The point of the talk is it is non-trivial to detect those dependencies.
It looks like most of the time was spent discussing Python. I suspect that is because it is possible to create software without an explicit build stage, so you would not receive warnings about a dependency until the code is called. If the software treats it as an optional dependency, you may not receive any warnings. This sort of situation is by no means unique to interpreted languages. You can write a program in C, then load a library at run time. (I've never tried this sort of thing, so I don't know how the compiler handles unknown identifiers/symbols.) Heck, even the Linux kernel is expected to run "hidden packages" (i.e. the kernel has no means of tracking the origin of software you ask for it to run).
Yes, you can write software to detect when an inspected application loads external binaries. No, it is not trivial (especially if the software developer was trying to hide a dependency).
And just a quibble: even bootstrapping requires the use of a binary (unless you go to unbelievably extraordinary measures).
Dependency detection is usually done during source code review for software packaging (like Debian), there it is relatively trivial; look at declared dependencies, search for language functionality that loads libraries or calls executables and mostly you will be done. Like dlopen for C or import for Python.
The Linux kernel has the IMA subsystem that is intended to prevent executing untrusted binaries, enroll all the hashes from your package manager, and then you will know where every executed binary came from. Or just verify the block device with dm-verity. Or both. I believe that similar functionality exists on Windows and some interpreters have support for asking the kernel to check if files can be executed before loading them.

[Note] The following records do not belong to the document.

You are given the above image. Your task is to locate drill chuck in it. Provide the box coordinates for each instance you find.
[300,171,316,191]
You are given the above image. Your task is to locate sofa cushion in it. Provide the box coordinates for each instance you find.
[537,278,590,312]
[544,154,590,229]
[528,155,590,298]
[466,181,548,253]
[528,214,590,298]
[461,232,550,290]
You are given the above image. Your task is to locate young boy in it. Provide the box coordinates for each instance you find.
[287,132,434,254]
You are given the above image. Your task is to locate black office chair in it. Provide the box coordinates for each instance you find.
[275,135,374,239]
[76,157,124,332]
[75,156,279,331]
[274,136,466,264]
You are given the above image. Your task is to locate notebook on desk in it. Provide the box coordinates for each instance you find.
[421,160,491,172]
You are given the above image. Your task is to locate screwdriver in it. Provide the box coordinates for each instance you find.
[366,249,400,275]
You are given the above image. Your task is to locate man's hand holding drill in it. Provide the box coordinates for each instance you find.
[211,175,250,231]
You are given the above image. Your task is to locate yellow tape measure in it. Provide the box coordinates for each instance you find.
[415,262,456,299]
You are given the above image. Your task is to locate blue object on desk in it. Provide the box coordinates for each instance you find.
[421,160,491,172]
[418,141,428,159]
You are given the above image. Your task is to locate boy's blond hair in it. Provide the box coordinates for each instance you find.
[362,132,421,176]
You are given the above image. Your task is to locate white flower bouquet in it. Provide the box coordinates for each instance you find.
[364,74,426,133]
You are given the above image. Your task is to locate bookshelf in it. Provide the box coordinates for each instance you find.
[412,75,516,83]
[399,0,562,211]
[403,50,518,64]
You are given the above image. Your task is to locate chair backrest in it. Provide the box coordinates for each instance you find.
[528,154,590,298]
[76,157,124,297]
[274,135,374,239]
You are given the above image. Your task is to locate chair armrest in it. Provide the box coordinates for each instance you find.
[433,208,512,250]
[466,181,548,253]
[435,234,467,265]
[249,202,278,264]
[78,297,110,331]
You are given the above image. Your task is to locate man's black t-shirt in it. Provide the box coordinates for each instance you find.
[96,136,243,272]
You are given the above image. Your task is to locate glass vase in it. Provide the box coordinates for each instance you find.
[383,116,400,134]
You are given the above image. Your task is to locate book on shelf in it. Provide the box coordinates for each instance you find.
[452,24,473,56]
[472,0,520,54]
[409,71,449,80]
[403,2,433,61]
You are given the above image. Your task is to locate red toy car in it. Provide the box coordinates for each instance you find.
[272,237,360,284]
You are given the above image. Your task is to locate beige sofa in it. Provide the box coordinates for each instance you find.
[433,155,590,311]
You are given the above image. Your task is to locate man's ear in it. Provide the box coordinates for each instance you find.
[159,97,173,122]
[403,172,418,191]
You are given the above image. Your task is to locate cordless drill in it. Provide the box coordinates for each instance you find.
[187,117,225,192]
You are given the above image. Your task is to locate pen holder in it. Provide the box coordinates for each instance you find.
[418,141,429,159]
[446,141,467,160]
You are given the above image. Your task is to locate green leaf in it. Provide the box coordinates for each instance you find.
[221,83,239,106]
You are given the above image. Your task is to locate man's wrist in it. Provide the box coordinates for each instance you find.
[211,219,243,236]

The Bootstrappable Builds toolchain requires the use of machine code of course since CPUs only accept machine code, but that machine code is in hex numbers in a text file with comments and that form is considered the "source code" not "a binary", aka it is "the preferred form for modification" (the phrase used by the GPL). The human starting the bootstrap process has to review it is correct, enter it into the computer in some trustworthy way, and start it. Yes, the bootstrap process does go to unbelievably extraordinary measures :)
Does Gentoo use the Bootstrappable Builds process yet? ISTR someone was working on it.
Windows/macOS/etc are pretty irrelevant if you don't want to trust binaries, because most of them don't come with full source code. People who care about this stuff aren't even going to consider proprietary platforms.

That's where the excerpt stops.